The request also asserts that there
should be no distinction between
computer code for hardware and
computer code for software and that the
databases upon which services rely
(such as research and analysis) are also
articles.
In Former Employees of Mortgage
Guaranty Insurance Corporation (MGIC)
v. United States Secretary of Labor
(Court No. 07–00182), the Department
stated the policy requiring that the firm
employing the subject workers produce
an article domestically; that workers
providing services incidental to the
provision of a services are not engaged
in the production of an article, for the
purposes of the Trade Act; and that the
services provided by a workers’ firm
would not be considered articles,
whether tangible or intangible.
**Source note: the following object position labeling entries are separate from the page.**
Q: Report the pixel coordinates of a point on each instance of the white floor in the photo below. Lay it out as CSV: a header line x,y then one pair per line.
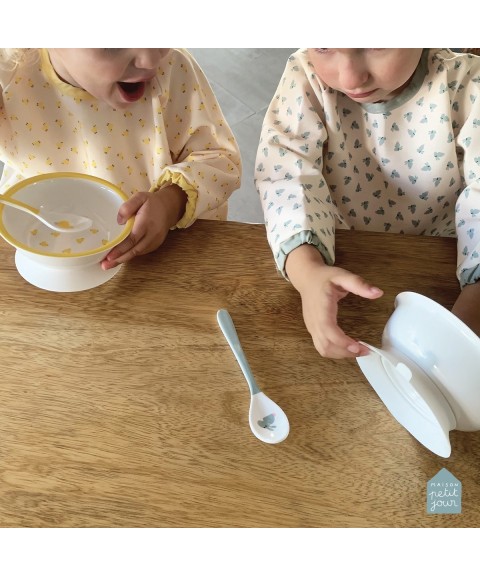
x,y
244,81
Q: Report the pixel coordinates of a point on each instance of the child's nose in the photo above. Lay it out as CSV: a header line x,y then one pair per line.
x,y
148,58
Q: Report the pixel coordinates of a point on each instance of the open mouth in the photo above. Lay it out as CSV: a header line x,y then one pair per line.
x,y
132,91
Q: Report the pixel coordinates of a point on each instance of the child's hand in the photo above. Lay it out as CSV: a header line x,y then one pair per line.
x,y
321,288
155,213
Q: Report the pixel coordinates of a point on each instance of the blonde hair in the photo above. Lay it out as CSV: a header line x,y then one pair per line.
x,y
11,57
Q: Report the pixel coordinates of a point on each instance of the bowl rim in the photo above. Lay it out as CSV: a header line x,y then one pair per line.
x,y
434,307
73,175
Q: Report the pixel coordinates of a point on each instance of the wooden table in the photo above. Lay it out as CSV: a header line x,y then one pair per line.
x,y
123,406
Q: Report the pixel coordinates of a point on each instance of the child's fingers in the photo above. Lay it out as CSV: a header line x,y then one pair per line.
x,y
357,285
335,344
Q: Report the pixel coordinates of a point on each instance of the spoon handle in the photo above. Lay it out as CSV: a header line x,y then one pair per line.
x,y
228,329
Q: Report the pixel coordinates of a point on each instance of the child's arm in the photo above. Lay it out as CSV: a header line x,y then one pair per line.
x,y
321,287
467,209
205,167
206,158
467,306
156,213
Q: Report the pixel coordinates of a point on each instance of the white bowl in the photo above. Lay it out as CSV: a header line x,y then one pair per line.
x,y
64,261
428,371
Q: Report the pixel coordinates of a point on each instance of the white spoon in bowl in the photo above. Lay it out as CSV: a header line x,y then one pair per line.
x,y
59,221
267,420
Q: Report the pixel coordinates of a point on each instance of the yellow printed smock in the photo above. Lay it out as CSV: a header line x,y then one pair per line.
x,y
176,133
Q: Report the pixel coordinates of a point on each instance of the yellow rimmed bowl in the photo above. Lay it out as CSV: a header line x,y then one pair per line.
x,y
64,261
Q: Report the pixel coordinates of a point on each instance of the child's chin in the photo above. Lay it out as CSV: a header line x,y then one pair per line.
x,y
131,92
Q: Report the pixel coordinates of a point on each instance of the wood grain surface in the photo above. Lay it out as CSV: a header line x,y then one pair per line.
x,y
123,406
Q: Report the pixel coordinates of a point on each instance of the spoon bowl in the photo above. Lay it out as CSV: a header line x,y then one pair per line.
x,y
59,221
267,420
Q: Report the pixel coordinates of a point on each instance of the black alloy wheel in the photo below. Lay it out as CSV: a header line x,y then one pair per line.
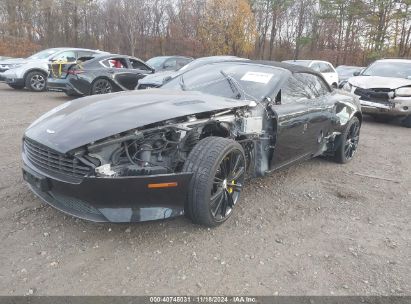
x,y
219,167
101,86
227,185
349,141
36,81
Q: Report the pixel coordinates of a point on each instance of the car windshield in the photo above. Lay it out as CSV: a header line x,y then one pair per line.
x,y
156,62
43,54
389,69
305,63
232,80
347,71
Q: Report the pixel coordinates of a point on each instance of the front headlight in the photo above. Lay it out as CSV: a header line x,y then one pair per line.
x,y
347,87
403,92
15,66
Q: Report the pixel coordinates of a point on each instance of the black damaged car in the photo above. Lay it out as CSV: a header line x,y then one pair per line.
x,y
97,75
189,147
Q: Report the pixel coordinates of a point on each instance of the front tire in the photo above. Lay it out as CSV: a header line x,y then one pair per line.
x,y
72,94
407,122
218,166
382,118
349,142
36,81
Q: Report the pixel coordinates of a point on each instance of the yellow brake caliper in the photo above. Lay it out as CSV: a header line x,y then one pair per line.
x,y
231,189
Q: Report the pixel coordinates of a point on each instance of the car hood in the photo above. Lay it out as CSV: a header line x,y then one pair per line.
x,y
369,82
85,120
157,78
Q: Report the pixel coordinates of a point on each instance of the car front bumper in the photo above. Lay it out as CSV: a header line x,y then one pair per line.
x,y
396,107
55,84
104,199
12,79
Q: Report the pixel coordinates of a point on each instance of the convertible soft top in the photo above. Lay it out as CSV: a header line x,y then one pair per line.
x,y
293,68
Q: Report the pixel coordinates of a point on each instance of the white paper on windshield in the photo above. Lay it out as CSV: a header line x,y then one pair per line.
x,y
257,77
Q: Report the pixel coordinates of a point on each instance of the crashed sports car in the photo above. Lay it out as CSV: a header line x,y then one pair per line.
x,y
189,147
384,90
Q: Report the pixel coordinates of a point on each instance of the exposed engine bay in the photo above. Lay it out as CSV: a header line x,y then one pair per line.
x,y
163,147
The
Department’s determination in the
afore-mentioned case (negative
determination on remand regarding
petitioning workers’ eligibility to apply
for Trade Adjustment Assistance) was
affirmed by the U.S. Court of
International Trade.
The petitioner did not supply facts
not previously considered; nor provide
additional documentation indicating
that there was either (1) a mistake in the
determination of facts not previously
considered or (2) a misinterpretation of
facts or of the law justifying
reconsideration of the initial
determination. Based on these findings,
the Department determines that 29 CFR
90.18(c) has not been met.
Conclusion
After careful review of the application
and investigative findings, I conclude
that there has been no error or
misinterpretation of the law or of the
facts which would justify
reconsideration of the Department of
Labor’s prior decision. Accordingly, the
application is denied.
Signed in Washington, DC, this 4th day of
September, 2014.
Del Min Amy Chen,
Certifying Officer, Office of Trade Adjustment
Assistance.
[FR Doc. 2014–22764 Filed 9–24–14; 8:45 am]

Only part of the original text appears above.